Okay. Now a writing advertisement I can see. Not that I have ever clicked on one. But I do have a blog. Actually I have two. I mention writing. The blogs are part of the Google Empire, but still. A mining bot is a mining bot. On Facebook I have friends who are a writers. A few more who are English majors. And from time to time writing gets mentioned. Last night one posted:

"My favorite Grammar Peeve: Lay and Lie
This is the crown jewel of all grammatical errors. “Lay” is a transitive verb. It requires a direct subject and one or more objects. Its present tense is “lay” (e.g., I lay the pencil on the table) and its past tense is “laid” (e.g., Yesterday I laid the pencil on the table). “Lie” is an intransitive verb. It needs no object. Its present tense is “lie” (e.g., The Andes mountains lie between Chile and Argentina) and its past tense is “lay” (e.g., The man lay waiting for an ambulance). The most common mistake occurs when the writer uses the past tense of the transitive “lay” (e.g., I laid on the bed) when he/she actually means the intransitive past tense of “lie" (e.g., I lay on the bed)."
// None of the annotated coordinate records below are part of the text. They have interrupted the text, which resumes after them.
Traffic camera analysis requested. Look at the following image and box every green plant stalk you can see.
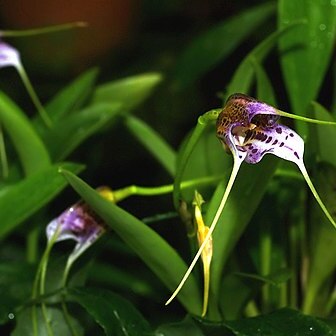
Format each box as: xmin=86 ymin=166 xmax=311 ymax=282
xmin=289 ymin=219 xmax=300 ymax=308
xmin=26 ymin=227 xmax=40 ymax=264
xmin=113 ymin=175 xmax=224 ymax=203
xmin=17 ymin=65 xmax=52 ymax=127
xmin=260 ymin=222 xmax=272 ymax=311
xmin=32 ymin=228 xmax=60 ymax=336
xmin=0 ymin=21 xmax=88 ymax=37
xmin=0 ymin=124 xmax=9 ymax=179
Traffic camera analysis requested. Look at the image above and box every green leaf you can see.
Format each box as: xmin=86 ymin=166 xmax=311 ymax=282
xmin=174 ymin=3 xmax=274 ymax=89
xmin=278 ymin=0 xmax=336 ymax=115
xmin=93 ymin=72 xmax=162 ymax=111
xmin=303 ymin=164 xmax=336 ymax=316
xmin=67 ymin=288 xmax=150 ymax=336
xmin=0 ymin=163 xmax=83 ymax=239
xmin=227 ymin=22 xmax=298 ymax=95
xmin=0 ymin=92 xmax=50 ymax=175
xmin=311 ymin=102 xmax=336 ymax=166
xmin=11 ymin=307 xmax=84 ymax=336
xmin=225 ymin=308 xmax=336 ymax=336
xmin=125 ymin=116 xmax=176 ymax=175
xmin=63 ymin=171 xmax=202 ymax=314
xmin=45 ymin=68 xmax=98 ymax=121
xmin=0 ymin=260 xmax=35 ymax=324
xmin=253 ymin=60 xmax=276 ymax=106
xmin=43 ymin=103 xmax=121 ymax=161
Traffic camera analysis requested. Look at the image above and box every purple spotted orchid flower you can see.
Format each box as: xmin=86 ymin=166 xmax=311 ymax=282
xmin=46 ymin=201 xmax=106 ymax=263
xmin=166 ymin=93 xmax=336 ymax=304
xmin=0 ymin=41 xmax=21 ymax=68
xmin=216 ymin=94 xmax=304 ymax=165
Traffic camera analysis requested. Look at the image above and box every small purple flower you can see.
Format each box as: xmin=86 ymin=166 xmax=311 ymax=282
xmin=217 ymin=93 xmax=304 ymax=164
xmin=46 ymin=201 xmax=106 ymax=261
xmin=0 ymin=41 xmax=21 ymax=68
My reply: "Whew. That made me tired. I need lie down. Then I'm going to look up transitive if I can remember where I laid the dictionary." Thus the creative writing classes.

Corporate stalking on social media is an expensive proposition. It is like reconstructing a crime scene and hoping the jury will buy it. I predict the case will be lost.

Just what have you posted in the last thirty six hours?